Comment nous y aide-t-elle ? Vous parliez tout à l’heure d’union à Dieu… Comment caractériser la vie spirituelle de Madeleine ?

G. F. : La préférence pour Dieu, notamment face à l’idéologie communiste. Pour elle, le chrétien est quelqu’un qui glorifie Dieu publiquement. Il peut être timide, timoré, il peut ne pas le vouloir, il sera de toute façon un jour mis en situation de devoir le faire. La préférence pour Dieu, c’est essentiel pour elle.

 

C’est l’essentiel de sa pensée spirituelle ?

G. F. : Oui mais aussi de sa pratique, de sa vie. J’hésite à ressaisir en quelques mots le cœur de son œuvre, mais je pense que c’est cela. C’est cette union au Christ qui lui permettait toutes les audaces et les libertés. Elle était très joyeuse, très libre et en même temps complètement dans l’Eglise, avec un sens de l’obéissance extraordinaire, dans la soumission comme dans l’initiative. Obéir n’est pas seulement se soumettre, c’est aussi prendre les initiatives qu’on a à prendre.

 

Elle a aidé d’autres à obéir, notamment au moment de la crise des prêtres ouvriers…

G. F. : Oui, elle les a beaucoup aidés dans une période qui a été très douloureuse.
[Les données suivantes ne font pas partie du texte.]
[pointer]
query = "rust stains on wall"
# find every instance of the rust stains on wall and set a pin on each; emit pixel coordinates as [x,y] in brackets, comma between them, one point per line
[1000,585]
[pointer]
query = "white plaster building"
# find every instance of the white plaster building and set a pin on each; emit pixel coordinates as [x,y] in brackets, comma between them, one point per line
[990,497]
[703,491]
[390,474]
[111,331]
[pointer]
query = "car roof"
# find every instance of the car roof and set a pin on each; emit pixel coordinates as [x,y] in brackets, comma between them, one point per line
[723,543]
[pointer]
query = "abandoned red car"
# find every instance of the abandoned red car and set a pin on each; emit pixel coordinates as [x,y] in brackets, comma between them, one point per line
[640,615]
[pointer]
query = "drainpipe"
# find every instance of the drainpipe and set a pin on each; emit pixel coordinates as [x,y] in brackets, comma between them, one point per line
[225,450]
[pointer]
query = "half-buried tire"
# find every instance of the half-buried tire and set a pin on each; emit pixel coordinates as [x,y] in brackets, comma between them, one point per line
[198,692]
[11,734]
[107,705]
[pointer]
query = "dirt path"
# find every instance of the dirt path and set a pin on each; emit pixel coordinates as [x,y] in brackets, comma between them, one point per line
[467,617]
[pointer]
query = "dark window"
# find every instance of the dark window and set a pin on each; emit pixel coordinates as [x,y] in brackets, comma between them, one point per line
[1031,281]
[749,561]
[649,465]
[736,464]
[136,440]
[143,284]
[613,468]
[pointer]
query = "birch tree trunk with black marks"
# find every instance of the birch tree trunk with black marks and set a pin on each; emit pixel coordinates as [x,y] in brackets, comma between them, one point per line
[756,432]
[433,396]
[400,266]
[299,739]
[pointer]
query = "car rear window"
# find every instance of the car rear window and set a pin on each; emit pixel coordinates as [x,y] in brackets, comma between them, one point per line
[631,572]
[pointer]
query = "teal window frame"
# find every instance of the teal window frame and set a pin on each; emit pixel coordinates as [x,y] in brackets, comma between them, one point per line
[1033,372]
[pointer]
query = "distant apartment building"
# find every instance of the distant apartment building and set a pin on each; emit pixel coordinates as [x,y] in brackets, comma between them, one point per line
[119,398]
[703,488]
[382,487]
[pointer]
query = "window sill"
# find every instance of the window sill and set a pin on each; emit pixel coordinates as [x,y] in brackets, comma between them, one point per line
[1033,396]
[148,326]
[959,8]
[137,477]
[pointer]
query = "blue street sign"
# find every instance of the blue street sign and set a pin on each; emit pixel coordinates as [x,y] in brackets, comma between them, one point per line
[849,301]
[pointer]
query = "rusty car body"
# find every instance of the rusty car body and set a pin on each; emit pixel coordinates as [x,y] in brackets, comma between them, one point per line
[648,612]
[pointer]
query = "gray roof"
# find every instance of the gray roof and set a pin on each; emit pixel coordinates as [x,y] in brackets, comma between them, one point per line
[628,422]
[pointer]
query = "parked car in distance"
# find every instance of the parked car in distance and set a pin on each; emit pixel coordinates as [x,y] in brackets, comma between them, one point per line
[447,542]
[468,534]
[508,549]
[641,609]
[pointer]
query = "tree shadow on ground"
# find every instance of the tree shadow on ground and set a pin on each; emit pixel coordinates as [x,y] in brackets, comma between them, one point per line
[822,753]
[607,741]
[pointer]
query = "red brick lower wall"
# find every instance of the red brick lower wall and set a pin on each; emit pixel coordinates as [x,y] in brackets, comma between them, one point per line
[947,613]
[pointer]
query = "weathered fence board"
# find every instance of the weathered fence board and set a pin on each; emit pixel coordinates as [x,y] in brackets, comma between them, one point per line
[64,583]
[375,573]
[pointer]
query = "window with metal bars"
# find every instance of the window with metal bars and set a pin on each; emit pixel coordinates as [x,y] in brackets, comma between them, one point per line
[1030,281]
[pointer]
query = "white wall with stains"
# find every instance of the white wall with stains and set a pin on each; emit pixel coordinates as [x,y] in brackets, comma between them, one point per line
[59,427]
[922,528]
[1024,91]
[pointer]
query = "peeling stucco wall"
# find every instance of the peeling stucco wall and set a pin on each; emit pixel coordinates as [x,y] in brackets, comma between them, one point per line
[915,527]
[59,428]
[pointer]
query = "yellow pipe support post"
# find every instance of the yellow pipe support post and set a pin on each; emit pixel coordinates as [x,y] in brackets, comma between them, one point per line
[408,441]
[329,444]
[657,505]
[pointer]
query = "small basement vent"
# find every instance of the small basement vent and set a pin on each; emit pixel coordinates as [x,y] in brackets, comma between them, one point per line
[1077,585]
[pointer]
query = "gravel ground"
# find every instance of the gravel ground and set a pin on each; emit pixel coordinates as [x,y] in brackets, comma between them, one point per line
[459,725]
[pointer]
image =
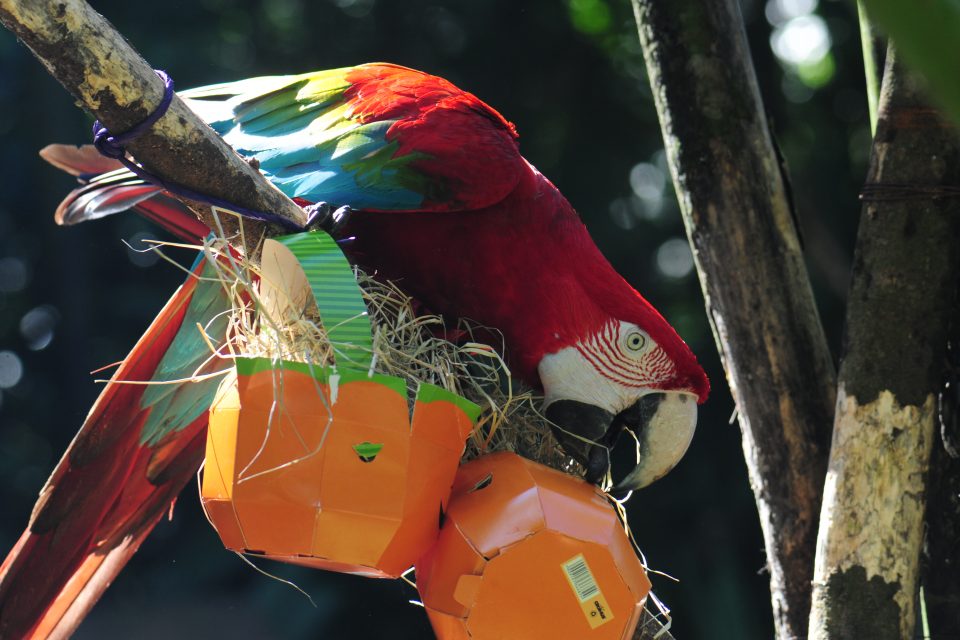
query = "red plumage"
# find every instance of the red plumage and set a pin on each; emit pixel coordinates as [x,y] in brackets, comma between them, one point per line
[491,240]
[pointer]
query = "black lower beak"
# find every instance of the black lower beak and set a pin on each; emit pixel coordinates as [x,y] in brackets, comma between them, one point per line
[662,425]
[581,429]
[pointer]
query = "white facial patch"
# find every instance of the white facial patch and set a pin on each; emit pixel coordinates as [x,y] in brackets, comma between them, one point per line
[610,369]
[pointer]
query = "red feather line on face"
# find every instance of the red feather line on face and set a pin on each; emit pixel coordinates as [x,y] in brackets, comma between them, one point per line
[604,352]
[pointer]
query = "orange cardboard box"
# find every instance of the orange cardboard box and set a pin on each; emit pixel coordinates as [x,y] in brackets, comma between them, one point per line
[527,552]
[328,466]
[328,470]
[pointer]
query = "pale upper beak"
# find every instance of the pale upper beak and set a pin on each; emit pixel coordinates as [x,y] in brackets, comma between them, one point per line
[663,424]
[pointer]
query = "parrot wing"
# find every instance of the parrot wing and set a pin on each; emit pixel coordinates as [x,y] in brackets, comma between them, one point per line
[137,449]
[376,137]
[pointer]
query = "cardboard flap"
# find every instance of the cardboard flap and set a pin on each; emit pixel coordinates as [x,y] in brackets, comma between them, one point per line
[466,591]
[309,267]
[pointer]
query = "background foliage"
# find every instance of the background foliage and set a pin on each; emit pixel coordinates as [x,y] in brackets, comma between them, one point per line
[570,75]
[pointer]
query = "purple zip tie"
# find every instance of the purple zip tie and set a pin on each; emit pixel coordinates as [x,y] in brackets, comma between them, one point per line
[112,146]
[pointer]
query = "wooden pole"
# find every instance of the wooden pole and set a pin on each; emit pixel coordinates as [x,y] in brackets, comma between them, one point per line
[90,58]
[740,223]
[901,296]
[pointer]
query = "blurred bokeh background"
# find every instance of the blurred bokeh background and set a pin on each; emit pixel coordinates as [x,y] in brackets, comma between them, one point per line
[570,75]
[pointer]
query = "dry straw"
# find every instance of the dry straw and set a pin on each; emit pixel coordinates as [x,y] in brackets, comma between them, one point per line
[407,343]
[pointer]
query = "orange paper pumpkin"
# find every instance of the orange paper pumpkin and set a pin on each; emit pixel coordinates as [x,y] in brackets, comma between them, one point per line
[527,552]
[328,467]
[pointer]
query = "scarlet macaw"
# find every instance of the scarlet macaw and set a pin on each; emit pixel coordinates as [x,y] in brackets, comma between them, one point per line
[442,203]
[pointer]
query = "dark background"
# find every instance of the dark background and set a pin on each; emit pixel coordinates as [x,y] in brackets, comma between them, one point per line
[570,75]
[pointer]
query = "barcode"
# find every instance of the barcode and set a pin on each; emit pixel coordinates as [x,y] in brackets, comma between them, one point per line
[580,577]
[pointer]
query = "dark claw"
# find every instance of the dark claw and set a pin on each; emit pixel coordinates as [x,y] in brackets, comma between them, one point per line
[323,215]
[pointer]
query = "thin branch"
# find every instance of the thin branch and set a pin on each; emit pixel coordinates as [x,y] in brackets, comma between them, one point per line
[113,82]
[734,201]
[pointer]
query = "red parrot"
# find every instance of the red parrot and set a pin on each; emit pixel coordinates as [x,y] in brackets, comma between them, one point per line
[441,202]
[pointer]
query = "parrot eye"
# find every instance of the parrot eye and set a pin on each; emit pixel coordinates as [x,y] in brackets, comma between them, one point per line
[635,341]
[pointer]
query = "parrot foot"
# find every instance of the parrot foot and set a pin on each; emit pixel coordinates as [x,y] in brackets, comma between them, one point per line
[325,216]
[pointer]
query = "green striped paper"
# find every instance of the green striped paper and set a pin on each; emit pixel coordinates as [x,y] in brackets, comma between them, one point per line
[337,294]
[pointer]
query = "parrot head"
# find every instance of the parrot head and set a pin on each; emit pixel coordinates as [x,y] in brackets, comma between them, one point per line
[620,367]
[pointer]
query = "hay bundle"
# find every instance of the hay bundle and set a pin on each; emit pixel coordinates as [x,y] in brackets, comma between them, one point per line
[407,345]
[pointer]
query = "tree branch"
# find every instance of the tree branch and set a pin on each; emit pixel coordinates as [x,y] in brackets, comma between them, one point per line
[759,300]
[904,284]
[111,80]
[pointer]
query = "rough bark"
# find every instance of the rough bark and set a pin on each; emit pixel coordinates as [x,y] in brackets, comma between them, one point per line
[940,562]
[113,82]
[759,300]
[904,279]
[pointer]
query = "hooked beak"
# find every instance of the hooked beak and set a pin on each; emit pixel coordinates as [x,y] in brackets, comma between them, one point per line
[663,424]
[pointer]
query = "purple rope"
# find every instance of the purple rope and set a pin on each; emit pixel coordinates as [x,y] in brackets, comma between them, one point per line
[112,146]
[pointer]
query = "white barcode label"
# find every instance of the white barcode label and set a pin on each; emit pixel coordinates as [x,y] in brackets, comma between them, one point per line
[585,587]
[580,577]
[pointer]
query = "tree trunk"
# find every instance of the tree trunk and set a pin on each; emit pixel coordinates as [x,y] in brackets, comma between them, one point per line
[759,300]
[940,562]
[904,281]
[111,80]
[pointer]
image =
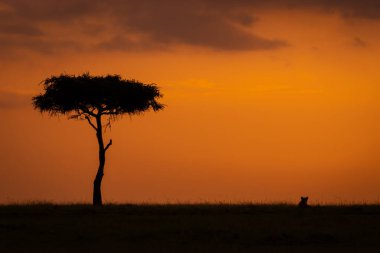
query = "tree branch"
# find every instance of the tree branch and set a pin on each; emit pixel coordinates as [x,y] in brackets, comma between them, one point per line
[91,124]
[108,145]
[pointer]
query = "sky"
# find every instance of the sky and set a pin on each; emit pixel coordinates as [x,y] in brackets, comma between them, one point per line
[266,101]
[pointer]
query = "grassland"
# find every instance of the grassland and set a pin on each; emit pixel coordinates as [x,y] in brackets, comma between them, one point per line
[189,228]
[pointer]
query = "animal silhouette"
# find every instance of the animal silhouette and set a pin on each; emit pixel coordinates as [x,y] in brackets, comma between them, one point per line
[303,202]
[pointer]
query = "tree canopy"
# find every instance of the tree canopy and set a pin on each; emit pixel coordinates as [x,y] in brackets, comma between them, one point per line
[91,97]
[86,95]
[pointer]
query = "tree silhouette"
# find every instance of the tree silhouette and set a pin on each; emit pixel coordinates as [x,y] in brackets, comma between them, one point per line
[93,98]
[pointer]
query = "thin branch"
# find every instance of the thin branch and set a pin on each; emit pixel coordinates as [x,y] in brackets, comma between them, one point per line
[91,124]
[108,145]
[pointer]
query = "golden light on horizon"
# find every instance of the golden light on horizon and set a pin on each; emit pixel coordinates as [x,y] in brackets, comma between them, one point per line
[291,108]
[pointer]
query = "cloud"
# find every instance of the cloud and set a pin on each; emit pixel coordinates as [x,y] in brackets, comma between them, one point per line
[127,25]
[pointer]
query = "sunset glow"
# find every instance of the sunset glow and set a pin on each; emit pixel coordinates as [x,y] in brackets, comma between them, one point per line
[265,101]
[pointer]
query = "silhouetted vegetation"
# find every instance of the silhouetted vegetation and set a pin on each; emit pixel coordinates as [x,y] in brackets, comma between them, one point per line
[189,228]
[93,98]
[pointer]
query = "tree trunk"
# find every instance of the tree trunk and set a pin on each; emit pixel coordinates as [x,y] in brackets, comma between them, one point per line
[97,194]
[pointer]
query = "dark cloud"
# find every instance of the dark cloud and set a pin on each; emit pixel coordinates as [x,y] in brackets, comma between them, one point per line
[152,24]
[9,100]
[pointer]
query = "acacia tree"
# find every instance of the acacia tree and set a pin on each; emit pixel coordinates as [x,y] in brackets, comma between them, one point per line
[97,100]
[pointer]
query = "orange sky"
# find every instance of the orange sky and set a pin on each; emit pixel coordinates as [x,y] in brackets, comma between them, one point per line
[265,102]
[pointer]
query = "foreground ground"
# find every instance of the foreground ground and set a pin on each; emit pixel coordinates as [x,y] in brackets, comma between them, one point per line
[189,228]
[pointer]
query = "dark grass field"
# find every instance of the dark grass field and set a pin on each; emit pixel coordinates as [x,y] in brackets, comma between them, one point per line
[189,228]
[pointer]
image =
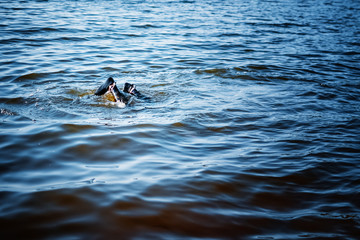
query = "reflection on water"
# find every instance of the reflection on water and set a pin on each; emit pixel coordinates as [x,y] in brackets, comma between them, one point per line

L’Eglise de France aurait d’ailleurs intérêt à relire cette page de son histoire, ce qu’elle n’a pas fait jusqu’à présent. Cette période qu’on a qualifiée de « crise » a vu beaucoup d’erreurs, beaucoup de générosité, et des intuitions très profondes.

 

J’aimerais citer cette phrase de Madeleine Delbrêl qui fait écho, je trouve, à ce que vous venez de nous dire : « Nous croyons que rien de nécessaire ne nous manque, car si ce nécessaire nous manquait, Dieu nous l’aurait déjà donné ».

G. F. : Oui, c’est dans les toutes première pages de la Sainteté ordinaire. C’est très encourageant, et elle parle non pas à la première personne du singulier, mais elle emploie le « nous » des disciples.